Version: next

QDP Python API (qumat_qdp)

qumat_qdp is the user-facing Python package for QDP. It exposes:

A unified encoding facade via QdpEngine
Benchmark and loader builders
Backend-selection helpers
Optional access to native _qdp types when the Rust extension is installed

Overview

Import from the package root:

from qumat_qdp import (
    BACKEND,
    Backend,
    LatencyResult,
    NativeQuantumTensor,
    QdpBenchmark,
    QdpEngine,
    QdpTensor,
    QuantumDataLoader,
    QuantumTensor,
    RustQdpEngine,
    ThroughputResult,
    TritonAmdEngine,
    force_backend,
    is_triton_amd_available,
    run_throughput_pipeline_py,
)

Key exports:

QdpEngine: unified encode entry point for backend="cuda" and backend="amd".
QdpBenchmark: benchmark builder for the Rust pipeline or explicit PyTorch reference backend.
QuantumDataLoader: batch iterator builder for synthetic or file-backed inputs.
QdpTensor / QuantumTensor: thin DLPack facade type.
Backend, BACKEND, force_backend: backend detection and override helpers for the _qdp / PyTorch-reference selection layer.
TritonAmdEngine, is_triton_amd_available: direct AMD-route entry points.
RustQdpEngine, NativeQuantumTensor: native _qdp exports when the extension is available.

BACKEND is the backend-selection snapshot captured when qumat_qdp is imported:

Backend.RUST_CUDA: _qdp is available
Backend.NONE: no auto-detected backend is available
Backend.PYTORCH: only when selected explicitly before import-time evaluation

PyTorch is not used as an automatic fallback. The two backend-selection surfaces are independent:

force_backend(backend: Backend | None) only affects what get_backend() returns (and, transitively, the cached BACKEND snapshot at import time). Pass None to restore auto-detection. It does not switch which implementation QdpBenchmark or QuantumDataLoader use, and it does not change the availability of RustQdpEngine / NativeQuantumTensor (those depend on whether _qdp could be imported).
To run the PyTorch reference pipeline through the builders, call .backend("pytorch") on QdpBenchmark or QuantumDataLoader explicitly.

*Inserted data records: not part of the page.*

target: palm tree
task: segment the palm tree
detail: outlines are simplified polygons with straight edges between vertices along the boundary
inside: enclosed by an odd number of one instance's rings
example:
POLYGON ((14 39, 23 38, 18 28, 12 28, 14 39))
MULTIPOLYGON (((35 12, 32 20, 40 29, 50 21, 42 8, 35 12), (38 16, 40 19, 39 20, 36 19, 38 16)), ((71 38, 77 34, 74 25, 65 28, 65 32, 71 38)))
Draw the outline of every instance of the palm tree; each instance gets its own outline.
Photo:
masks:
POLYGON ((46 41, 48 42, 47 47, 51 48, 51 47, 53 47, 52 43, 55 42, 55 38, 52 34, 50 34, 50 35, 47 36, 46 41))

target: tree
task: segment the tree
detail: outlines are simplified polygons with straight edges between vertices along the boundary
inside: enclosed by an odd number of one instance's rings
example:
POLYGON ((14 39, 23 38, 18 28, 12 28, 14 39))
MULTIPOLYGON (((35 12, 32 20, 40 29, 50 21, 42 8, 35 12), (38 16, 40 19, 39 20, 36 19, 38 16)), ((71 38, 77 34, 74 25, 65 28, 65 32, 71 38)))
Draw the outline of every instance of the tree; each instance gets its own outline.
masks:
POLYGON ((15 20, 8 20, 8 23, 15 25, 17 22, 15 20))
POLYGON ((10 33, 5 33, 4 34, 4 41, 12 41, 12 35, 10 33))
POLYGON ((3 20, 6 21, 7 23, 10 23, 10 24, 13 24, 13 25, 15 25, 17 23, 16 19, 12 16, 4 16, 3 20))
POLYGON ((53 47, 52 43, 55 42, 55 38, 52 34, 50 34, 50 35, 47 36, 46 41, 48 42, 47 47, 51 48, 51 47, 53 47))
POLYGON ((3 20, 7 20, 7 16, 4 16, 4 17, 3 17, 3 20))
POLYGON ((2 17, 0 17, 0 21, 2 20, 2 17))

If you need the current override state after import time, call get_backend() from qumat_qdp._backend rather than relying on the exported BACKEND constant.

Backend Model

qumat_qdp has two related backend-selection surfaces:

Surface	Selector	Values
Unified engine routing	`QdpEngine(..., backend=...)`	`"cuda"`, `"amd"`
Builder fallback/reference routing	`.backend(...)` on `QdpBenchmark` / `QuantumDataLoader`	`"rust"`, `"pytorch"`

These selectors are intentionally different:

QdpEngine(..., backend="cuda") routes to the native _qdp CUDA engine.
QdpEngine(..., backend="amd") routes to the Triton AMD implementation.
QdpBenchmark(...).backend("rust") uses the Rust pipeline.
QdpBenchmark(...).backend("pytorch") uses the pure-PyTorch reference implementation.
QuantumDataLoader(...).backend("rust") uses the Rust-backed iterator.
QuantumDataLoader(...).backend("pytorch") uses the explicit PyTorch reference iterator.

Encoding API

QdpEngine

Unified encoding facade.

Constructor

QdpEngine(device_id=0, precision="float32", backend="cuda")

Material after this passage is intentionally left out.